Until this chapter, we have found that dealing with errors detected by constructors is a bit awkward. Explain why exception handling is an effective means for dealing with constructor failure.

13.17

(Catching Exceptions with Superclasses) Use inheritance to create an exception superclass (called ExceptionA) and exception subclasses ExceptionB and ExceptionC, where ExceptionB inherits from ExceptionA and ExceptionC inherits from ExceptionB. Write a program to demonstrate that the catch block for type ExceptionA catches exceptions of types ExceptionB and ExceptionC.

13.18

(Catching Exceptions Using Class Exception) Write a program that demonstrates how various exceptions are caught with

catch ( Exception exception )  

This time, define classes ExceptionA (which inherits from class Exception) and ExceptionB (which inherits from class ExceptionA). In your program, create try blocks that throw exceptions of types ExceptionA, ExceptionB, NullPointerException and IOException. All exceptions should be caught with catch blocks specifying type Exception.

13.19

(Order of catch Blocks) Write a program that shows that the order of catch blocks is important. If you try to catch a superclass exception type before a subclass type, the compiler should generate errors.

13.20

(Constructor Failure) Write a program that shows a constructor passing information about constructor failure to an exception handler. Define class SomeException, which throws an Exception in the constructor. You program should try to create an object of type SomeException, and catch the exception that is thrown from the constructor.

13.21

(Rethrowing Exceptions) Write a program that illustrates rethrowing an exception.

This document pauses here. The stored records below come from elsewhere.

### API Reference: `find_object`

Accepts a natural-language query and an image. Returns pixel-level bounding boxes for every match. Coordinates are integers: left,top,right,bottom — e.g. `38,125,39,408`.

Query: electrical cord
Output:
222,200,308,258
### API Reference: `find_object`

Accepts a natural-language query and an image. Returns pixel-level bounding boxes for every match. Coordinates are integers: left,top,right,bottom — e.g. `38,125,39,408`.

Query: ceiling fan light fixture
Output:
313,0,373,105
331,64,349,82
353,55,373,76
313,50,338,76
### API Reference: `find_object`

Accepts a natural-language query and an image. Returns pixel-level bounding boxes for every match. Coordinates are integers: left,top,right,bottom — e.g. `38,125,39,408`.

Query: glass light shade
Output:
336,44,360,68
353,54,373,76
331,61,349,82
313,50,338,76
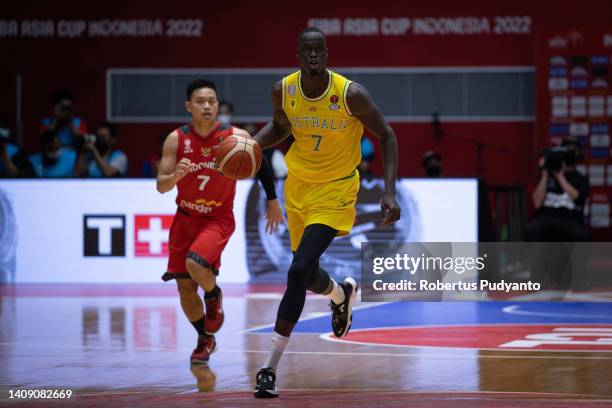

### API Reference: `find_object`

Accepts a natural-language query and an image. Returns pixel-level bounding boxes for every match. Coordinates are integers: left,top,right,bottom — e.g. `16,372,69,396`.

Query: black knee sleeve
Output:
278,257,313,323
306,262,331,294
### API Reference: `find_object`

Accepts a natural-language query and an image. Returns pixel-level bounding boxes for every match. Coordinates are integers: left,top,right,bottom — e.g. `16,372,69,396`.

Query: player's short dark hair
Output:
96,122,119,138
187,79,217,101
51,89,74,105
219,99,234,114
298,27,325,44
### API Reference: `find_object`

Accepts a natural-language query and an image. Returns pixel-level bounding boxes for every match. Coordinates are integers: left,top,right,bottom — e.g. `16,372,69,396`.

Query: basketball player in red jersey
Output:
157,79,284,364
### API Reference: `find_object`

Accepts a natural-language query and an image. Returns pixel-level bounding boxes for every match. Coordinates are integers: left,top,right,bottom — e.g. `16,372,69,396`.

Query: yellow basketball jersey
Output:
282,70,363,183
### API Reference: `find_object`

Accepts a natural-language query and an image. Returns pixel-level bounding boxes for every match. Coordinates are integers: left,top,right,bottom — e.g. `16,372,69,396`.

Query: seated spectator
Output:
0,119,34,177
76,122,128,178
40,89,87,147
30,130,77,178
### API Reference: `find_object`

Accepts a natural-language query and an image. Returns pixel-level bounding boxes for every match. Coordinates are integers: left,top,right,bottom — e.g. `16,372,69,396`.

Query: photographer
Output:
76,122,128,178
30,130,77,178
524,139,590,242
40,89,87,147
0,119,34,177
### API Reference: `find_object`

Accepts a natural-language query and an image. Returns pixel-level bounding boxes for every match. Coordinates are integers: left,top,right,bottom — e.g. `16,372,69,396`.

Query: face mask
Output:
217,113,232,125
45,149,62,161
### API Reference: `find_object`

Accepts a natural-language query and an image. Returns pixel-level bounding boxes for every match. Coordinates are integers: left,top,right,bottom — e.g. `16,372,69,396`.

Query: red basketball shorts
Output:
166,211,235,279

Define methods someMethod and someMethod2. Method someMethod2 should initially throw an exception. Method someMethod should call someMethod2, catch the exception and rethrow it. Call someMethod from method main, and catch the rethrown exception. Print the stack trace of this exception.

13.22

(Catching Exceptions Using Outer Scopes) Write a program showing that a method with its own TRy block does not have to catch every possible error generated within the try. Some exceptions can slip through to, and be handled in, other scopes.